Wednesday, November 16, 2005

NY Parents Up in Arms about Gifted Test

An article in today's New York Times says that the city's public schools will introduce one standardized testing regime to qualify students for gifted and talented programs in the city. This plan will abolish sibling preference for gifted programs. Mariela Calleja, an Upper West Side resident, has one son in the gifted program at P.S. 9 and had hoped that her younger daughter would join him next year.

"I don't know what I'm left with at this point; I'm crossing my fingers," she said. "What if my daughter scores well enough to get into a gifted and talented program, but not her first choice? Do I then send her to a G and T program at another school, or do I choose to deprive her of the enriched education and send her to the general education program in the same building?"


Granted, it would suck to have to send my kids off to three different schools every day. (Actually, my boys do go to three different schools this year. And it does suck.) What bothers me most about this article is not the program it's describing but the assumptions it makes about educating gifted kids.

For example, "Some parents said they feared that the changes could make the lack of socioeconomic diversity at some programs worse, as the top-scoring children, who most likely would have had the benefits of excellent preschool preparation, gravitate toward the two or three choice programs." (Boldface mine)

A gifted child does not need an excellent preschool to be gifted. An excellent preschool can teach numbers, colors, etc. but it can't make you gifted if you're not. The advantage Head Start students have in kindergarten disappears by third grade. Giftedness does not disappear. (Yes, you can hide it, but it does not disappear.)

The issue here is achievement vs. aptitude. Head Start students achieve a lot in their first years, because they are taught the same information through that program that the middle-class white children would be taught in an excellent preschool program or by interested parents. It evens the playing field. That's a good thing. But Head Start does nothing to increase aptitude, how able the learner is to try to understand and apply their knowledge to the world around them. A four-year-old is not going to question how life began on Earth--and insist on getting what they consider to be a reasonable answer--simply because he or she went to preschool. But a gifted child might.

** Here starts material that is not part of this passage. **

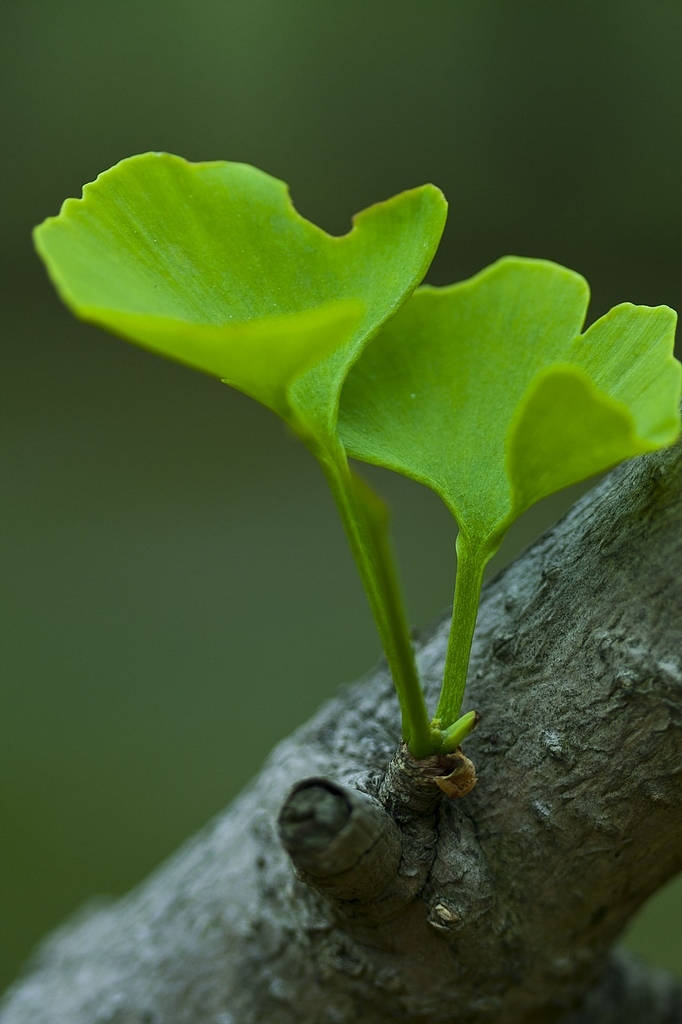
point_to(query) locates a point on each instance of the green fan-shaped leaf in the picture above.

The problem comes in when achievement rather than aptitude is the criteria for admission to the gifted programs. It's much easier to measure achievement than aptitude. When did she talk? How high can he count? What grade level does she read on? Very clear cut. Wolfie's super-challenge math program is based on "achievement and responsibility" according to his teacher, which is why if he gets less than a B+ in the class, he's bumped back down to regular sixth grade math. Which is asinine, but that's a topic for another entry. My point here is that if the tests in NYC are measuring achievement, then the parents' fears will likely come true--the GT programs will become an island of middle-class white kids from excellent preschools. Let's hope the real qualification is aptitude.